But, apparently, they didn't feel that the governments should get involved with 'cleaning things up' as this would interfere with the individuals rights.

It was in Great Britain, in Manchester and such cities, were the urban hygienist movement  got rolling, because it was understood that healthy workers made good workers (and good soldiers).

Individual rights came second to the general good with these English.


Kind of ironic, really, if you think about it.

In Montreal, the issues around tainted water supply and sanitation ushered in the modern welfare state, at least according to some scholars.


Using primary sources allows students to learn history from the inside out.

So does genealogical research.

A few years ago, I purchased and read the book, The Age of Light, Soap, Water and by Mariane Valverde, but there was little in this book that  I didn't already know.

I had been researching the background to the Nicholson Family Letters for my books Threshold Girl and Diary of a Confirmed Spinster, books that take place in the 1910 era.

In 1904 and 1909 there were typhoid epidemic in Montreal.

 Norman Nicholson, the family patriarch, who had contracted typhoid in 1896, wrote in one letter that he was afraid to drink the water anywhere, including up in the Bush in La Tuque where he was working.

Once bitten, twice shy.

Macdonald College, way out at the tip of the island in Ste. Anne de Bellevue, where Flora Nicholson studied to be a teacher in 1911/12, had put in a well in 1909/1910.

Before that, for three years, they had been using river water.

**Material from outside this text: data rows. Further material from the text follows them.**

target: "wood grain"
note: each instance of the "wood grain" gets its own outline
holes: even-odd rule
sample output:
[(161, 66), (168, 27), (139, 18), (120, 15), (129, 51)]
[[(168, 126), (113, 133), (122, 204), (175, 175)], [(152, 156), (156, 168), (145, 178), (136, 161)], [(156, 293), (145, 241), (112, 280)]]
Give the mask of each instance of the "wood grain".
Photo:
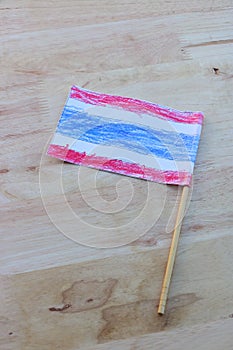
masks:
[(154, 349), (155, 346), (158, 350), (164, 348), (168, 350), (179, 350), (181, 347), (190, 350), (206, 350), (207, 348), (218, 350), (221, 347), (224, 347), (224, 349), (230, 349), (232, 344), (231, 332), (232, 320), (221, 320), (209, 323), (208, 325), (202, 324), (186, 329), (181, 328), (177, 331), (153, 333), (138, 338), (130, 338), (117, 342), (114, 341), (86, 349), (105, 350), (111, 347), (113, 350), (149, 350)]
[[(0, 348), (230, 350), (232, 1), (3, 0), (0, 16)], [(47, 157), (72, 84), (205, 114), (164, 317), (180, 191)]]

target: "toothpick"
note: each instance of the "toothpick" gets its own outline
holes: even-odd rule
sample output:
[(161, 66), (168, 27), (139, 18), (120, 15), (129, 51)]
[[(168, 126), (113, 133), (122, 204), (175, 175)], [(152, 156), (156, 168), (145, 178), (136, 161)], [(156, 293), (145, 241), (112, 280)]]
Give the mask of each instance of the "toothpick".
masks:
[(175, 263), (176, 251), (177, 251), (177, 246), (179, 242), (180, 230), (181, 230), (182, 220), (185, 213), (188, 193), (189, 193), (189, 187), (184, 186), (182, 190), (178, 212), (177, 212), (175, 229), (173, 232), (172, 243), (171, 243), (171, 247), (168, 255), (166, 272), (163, 279), (162, 291), (160, 294), (160, 301), (159, 301), (159, 308), (158, 308), (159, 315), (163, 315), (166, 308), (168, 291), (171, 283), (171, 276), (172, 276), (173, 267)]

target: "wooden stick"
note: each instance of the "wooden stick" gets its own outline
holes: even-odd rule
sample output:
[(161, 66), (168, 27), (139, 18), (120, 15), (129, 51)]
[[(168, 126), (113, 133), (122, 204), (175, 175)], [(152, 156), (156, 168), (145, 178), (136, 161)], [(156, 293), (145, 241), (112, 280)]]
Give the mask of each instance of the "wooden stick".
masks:
[(181, 199), (180, 199), (180, 205), (177, 212), (175, 229), (174, 229), (172, 243), (171, 243), (171, 247), (168, 255), (166, 272), (163, 279), (162, 291), (160, 294), (160, 301), (159, 301), (159, 308), (158, 308), (159, 315), (163, 315), (166, 308), (167, 296), (168, 296), (169, 286), (171, 283), (171, 276), (172, 276), (172, 271), (175, 263), (176, 251), (177, 251), (178, 241), (180, 237), (182, 220), (185, 213), (188, 193), (189, 193), (189, 187), (184, 186), (182, 190)]

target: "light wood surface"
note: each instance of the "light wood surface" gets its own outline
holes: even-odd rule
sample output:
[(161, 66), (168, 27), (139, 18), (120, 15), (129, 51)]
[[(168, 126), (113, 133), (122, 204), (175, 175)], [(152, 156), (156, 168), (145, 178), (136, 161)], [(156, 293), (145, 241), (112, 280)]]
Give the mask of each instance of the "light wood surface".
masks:
[(158, 332), (138, 338), (114, 341), (98, 345), (88, 350), (219, 350), (232, 347), (232, 320), (211, 322), (208, 325), (198, 325), (192, 328), (181, 328), (175, 331)]
[[(232, 349), (232, 0), (2, 0), (0, 18), (0, 348)], [(72, 84), (205, 114), (163, 317), (180, 190), (46, 157)]]

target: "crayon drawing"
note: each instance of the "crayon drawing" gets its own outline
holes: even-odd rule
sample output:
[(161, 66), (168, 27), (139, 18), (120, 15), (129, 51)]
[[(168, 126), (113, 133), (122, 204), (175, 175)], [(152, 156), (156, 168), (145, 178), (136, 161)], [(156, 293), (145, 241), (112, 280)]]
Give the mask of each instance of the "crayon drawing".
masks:
[(48, 155), (145, 180), (189, 185), (203, 114), (73, 86)]

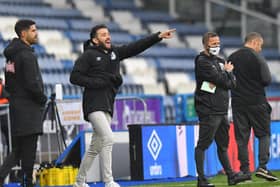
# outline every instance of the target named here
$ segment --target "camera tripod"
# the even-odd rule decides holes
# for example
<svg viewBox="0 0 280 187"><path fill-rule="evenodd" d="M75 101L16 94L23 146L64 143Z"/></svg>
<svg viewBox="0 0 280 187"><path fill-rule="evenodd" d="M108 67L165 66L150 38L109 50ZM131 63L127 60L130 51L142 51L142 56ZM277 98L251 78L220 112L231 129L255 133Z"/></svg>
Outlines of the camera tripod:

Ste. Anne was far away from where Montreal dumped its sewage but there were fears (real or imagined) about the quality of the water out there.

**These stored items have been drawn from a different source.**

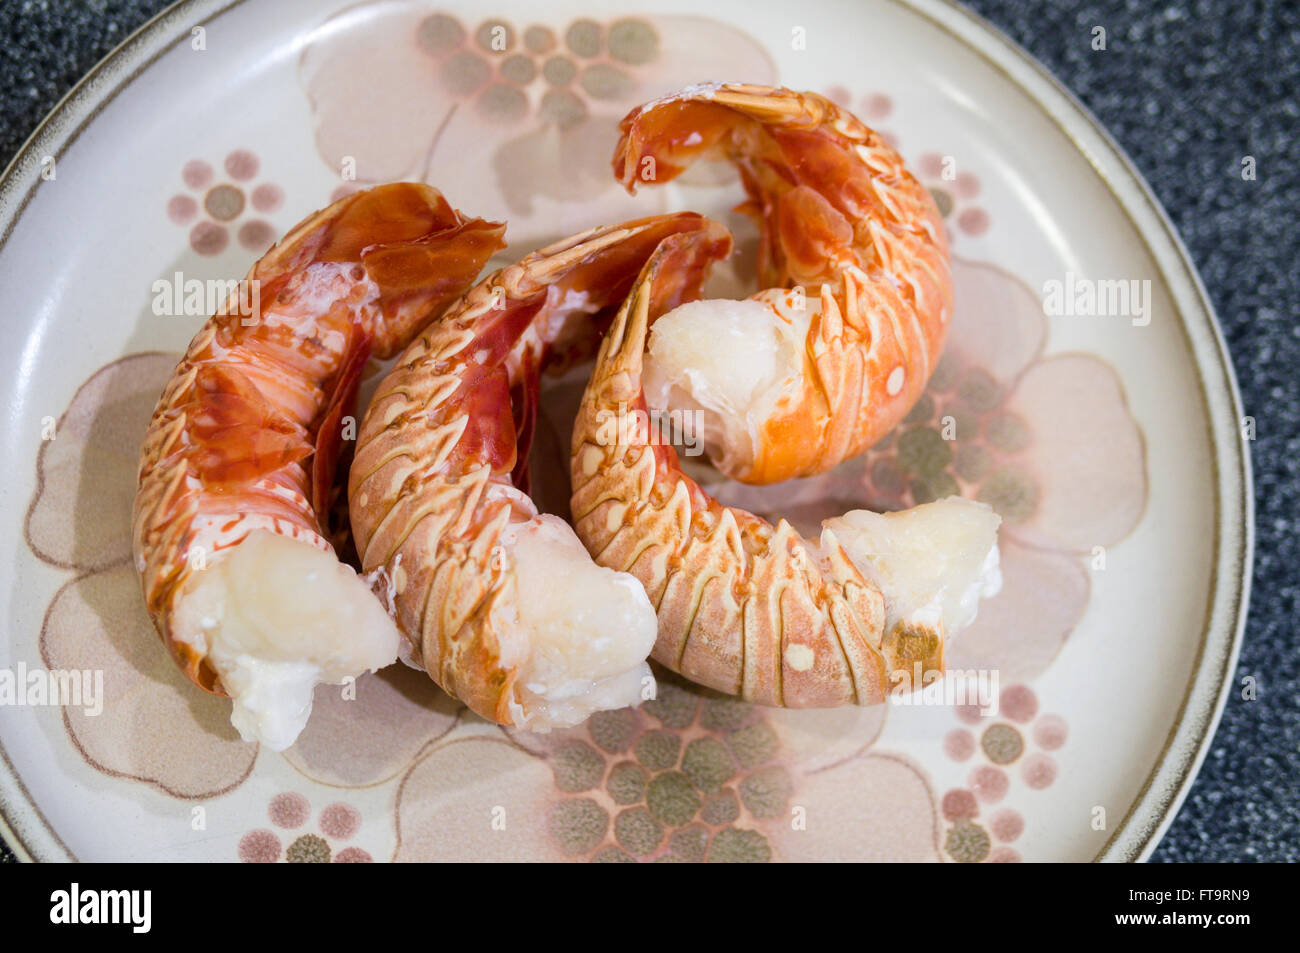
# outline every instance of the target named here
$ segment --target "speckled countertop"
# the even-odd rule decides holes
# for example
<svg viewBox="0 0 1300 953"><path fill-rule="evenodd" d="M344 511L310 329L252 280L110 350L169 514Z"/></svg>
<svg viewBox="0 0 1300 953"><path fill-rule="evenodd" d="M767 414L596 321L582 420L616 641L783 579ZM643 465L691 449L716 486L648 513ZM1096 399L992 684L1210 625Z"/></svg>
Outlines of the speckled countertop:
<svg viewBox="0 0 1300 953"><path fill-rule="evenodd" d="M0 163L162 0L0 2ZM1128 152L1218 310L1257 425L1254 592L1238 680L1158 861L1300 860L1300 4L972 0ZM1093 26L1108 50L1092 51ZM1253 155L1244 204L1237 176ZM3 851L5 860L12 854Z"/></svg>

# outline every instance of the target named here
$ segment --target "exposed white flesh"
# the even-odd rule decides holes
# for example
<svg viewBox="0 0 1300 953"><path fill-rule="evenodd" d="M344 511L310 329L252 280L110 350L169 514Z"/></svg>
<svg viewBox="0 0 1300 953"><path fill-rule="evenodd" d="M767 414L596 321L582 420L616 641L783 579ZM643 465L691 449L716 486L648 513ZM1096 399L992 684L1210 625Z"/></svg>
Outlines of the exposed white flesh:
<svg viewBox="0 0 1300 953"><path fill-rule="evenodd" d="M852 510L822 523L885 597L885 626L942 624L952 637L1002 588L992 507L950 496L896 513Z"/></svg>
<svg viewBox="0 0 1300 953"><path fill-rule="evenodd" d="M493 622L519 664L510 713L530 731L565 728L593 712L653 698L646 658L658 623L645 589L592 562L569 524L540 515L511 524L501 545L514 568L513 598Z"/></svg>
<svg viewBox="0 0 1300 953"><path fill-rule="evenodd" d="M205 653L221 676L240 737L273 751L297 739L318 684L392 664L401 642L350 566L265 530L190 577L172 634Z"/></svg>
<svg viewBox="0 0 1300 953"><path fill-rule="evenodd" d="M780 289L744 301L691 301L650 328L642 374L646 402L698 412L696 436L719 469L754 459L763 422L782 394L803 386L804 341L817 298Z"/></svg>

Herbert Ames, the Privy Man, who wrote The City Below the Hill, revealing how many Urban Montrealers still used outdoor toilets in 1897.

But with Protestants, like the Nicholsons, in that era, the concept of cleanliness got mixed up with the concept of godliness.

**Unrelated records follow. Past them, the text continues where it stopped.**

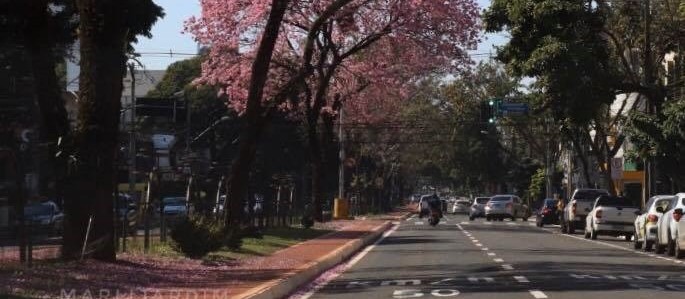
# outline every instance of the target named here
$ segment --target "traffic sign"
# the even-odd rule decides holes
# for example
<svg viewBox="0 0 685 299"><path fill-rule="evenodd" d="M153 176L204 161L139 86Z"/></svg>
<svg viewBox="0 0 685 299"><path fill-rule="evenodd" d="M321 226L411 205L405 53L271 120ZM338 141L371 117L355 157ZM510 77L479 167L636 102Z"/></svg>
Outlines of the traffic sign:
<svg viewBox="0 0 685 299"><path fill-rule="evenodd" d="M502 103L500 110L505 114L526 114L528 113L527 103Z"/></svg>

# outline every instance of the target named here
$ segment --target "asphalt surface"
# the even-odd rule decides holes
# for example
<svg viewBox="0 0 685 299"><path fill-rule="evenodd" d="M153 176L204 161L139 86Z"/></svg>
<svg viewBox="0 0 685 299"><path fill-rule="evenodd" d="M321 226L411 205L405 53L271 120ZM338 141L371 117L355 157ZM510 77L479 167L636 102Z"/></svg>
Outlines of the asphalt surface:
<svg viewBox="0 0 685 299"><path fill-rule="evenodd" d="M311 298L683 298L685 264L534 222L412 217Z"/></svg>

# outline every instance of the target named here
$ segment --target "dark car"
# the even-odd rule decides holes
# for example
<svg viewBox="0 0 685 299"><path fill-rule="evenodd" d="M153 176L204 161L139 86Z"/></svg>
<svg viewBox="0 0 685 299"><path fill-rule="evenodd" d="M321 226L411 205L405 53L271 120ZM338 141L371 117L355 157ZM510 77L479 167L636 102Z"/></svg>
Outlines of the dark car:
<svg viewBox="0 0 685 299"><path fill-rule="evenodd" d="M34 233L56 235L62 232L64 214L51 201L32 203L24 207L24 220Z"/></svg>
<svg viewBox="0 0 685 299"><path fill-rule="evenodd" d="M545 224L559 224L556 199L546 198L542 202L542 206L536 212L535 223L538 227L543 227Z"/></svg>

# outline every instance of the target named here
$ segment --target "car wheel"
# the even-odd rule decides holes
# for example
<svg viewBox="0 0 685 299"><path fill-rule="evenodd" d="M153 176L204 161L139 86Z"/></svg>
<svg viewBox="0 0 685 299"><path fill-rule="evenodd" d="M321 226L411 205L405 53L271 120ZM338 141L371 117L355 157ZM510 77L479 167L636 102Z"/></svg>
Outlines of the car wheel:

That's why I opened Threshold Girl with this quote from a 1911 issue of Food and Cookery Magazine.

"Give us a healthy home, where the homely virtues prevail, where the family basks in purity and peace."

The Nicholsons were a wonderful and  devoted family  who loved their fine home, Tighsolas, but their closets held skeletons too. Plenty of them.

When I wrote Milk and Water, about by French Canadian ancestors in 1927 Montreal, I discovered even more about the place where ideas about hygiene and values intersect. (It's a very complicated place.)

1927 was the year of another typhoid epidemic in the City, caused by tainted milk this time.

It was also a year of many scandals, one of which was the Montreal Water and Power Purchase, where a rich industrialist, Lorne Webster, flipped said company in a few days for a $4,000,000 profit.

The City of Montreal bought the private company in 1927 to control the water supply to their newly annexed suburbs.

My grandfather, Jules Crepeau, Director of City Services, was made a scapegoat  for this fiasco and he was forced to retire in 1930.

Jules was a 42 year old veteran of City Hall, who had started out as a messenger boy in the Sanitation Department in the 1880's.

The Art Deco Facade of the Public Bath on Amherst opened in 1927. Montreal had 16 such baths in the era.

Milk and Water explores the different values of French Canadians and English Canadians in 1927, the era of American Prohibition.

One key  area where values diverged was with this Hygienist movement. French Canadians were wary of the movement for reasons centered around class, ethnicity and religion.

My grandfather was on the City Clean Up Committee and he is quoted in the newspaper as saying "You can't force people to be clean."